The Tyranny of the Urgent

I thought I must have invented the phrase “tyranny of the urgent”.   Google would beg to disagree, but it has all too often been my life’s course.  The day starts; I have so much to do.  When I was working full-time, I was busy responding to all the demands that came my way.  I couldn’t let a minute pass without reflexively checking my e-mail.  I had an “open door” policy and welcomed the frequent interruptions of co-workers.  Small wonder that, at the end of the day, I had accomplished little except figuratively dowse small fires with the contents of my coffee mug (good thing that  first morning cup of coffee grew nice and cold as the day wore on).  Even as I sought the quick adrenaline rush of response to the siren call of “do it now” , I knew I was neglecting what was really important.

I thought all that would change when I left the corporate world for a time.  My life would be filled with what was meaningful and fulfilling —  little did I realize that urgent gremlins lurk everywhere, masquerading as larger priorities, nor had I faced up to the fact that I had tooled myself to get a quick high on menial task completion. E-mail was replaced by laundry, bills, home maintenance, what have you.  Every once in a while I ran into a fragment of something I had started that threatened to be profound, but was abandoned, no doubt for the quick fix.  There was always something demanding my attention, attempting to lure my life vessel from the deep  to run aground in the shallow waters.
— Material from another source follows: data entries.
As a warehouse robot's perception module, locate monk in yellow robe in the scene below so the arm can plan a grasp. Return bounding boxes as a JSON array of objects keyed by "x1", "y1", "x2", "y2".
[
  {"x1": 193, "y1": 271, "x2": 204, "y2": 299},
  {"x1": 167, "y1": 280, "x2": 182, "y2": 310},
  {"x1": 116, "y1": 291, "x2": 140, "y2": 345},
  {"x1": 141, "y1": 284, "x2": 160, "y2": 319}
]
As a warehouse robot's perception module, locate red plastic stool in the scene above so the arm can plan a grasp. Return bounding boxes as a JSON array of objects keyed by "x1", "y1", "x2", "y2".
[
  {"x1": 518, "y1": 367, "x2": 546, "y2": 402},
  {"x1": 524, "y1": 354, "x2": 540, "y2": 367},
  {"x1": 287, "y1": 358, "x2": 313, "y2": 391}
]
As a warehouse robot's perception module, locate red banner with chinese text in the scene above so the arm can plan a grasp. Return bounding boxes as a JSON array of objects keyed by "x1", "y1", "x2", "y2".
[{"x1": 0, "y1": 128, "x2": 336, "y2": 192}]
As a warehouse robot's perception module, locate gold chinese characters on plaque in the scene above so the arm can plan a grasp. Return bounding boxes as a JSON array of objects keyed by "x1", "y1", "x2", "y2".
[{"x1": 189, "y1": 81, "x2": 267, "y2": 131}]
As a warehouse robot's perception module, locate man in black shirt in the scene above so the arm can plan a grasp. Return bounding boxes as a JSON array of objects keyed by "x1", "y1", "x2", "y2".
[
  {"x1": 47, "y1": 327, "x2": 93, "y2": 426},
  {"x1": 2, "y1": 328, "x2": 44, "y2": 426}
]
Today I took time to do something important.  I wrote my brother.  He lives in Hawaii and never really joined the modern era.  He loves letters, handwritten, embellished, and touched by human hands.  After the devastating earthquake in Japan, I called him to make sure he wasn’t staying near the beach as he usually does.  He was safe.  Before, I never seemed to find the time to write him, opting instead for the quick call.  Tonight, I penned him a long letter.  Tomorrow I’ll mail it.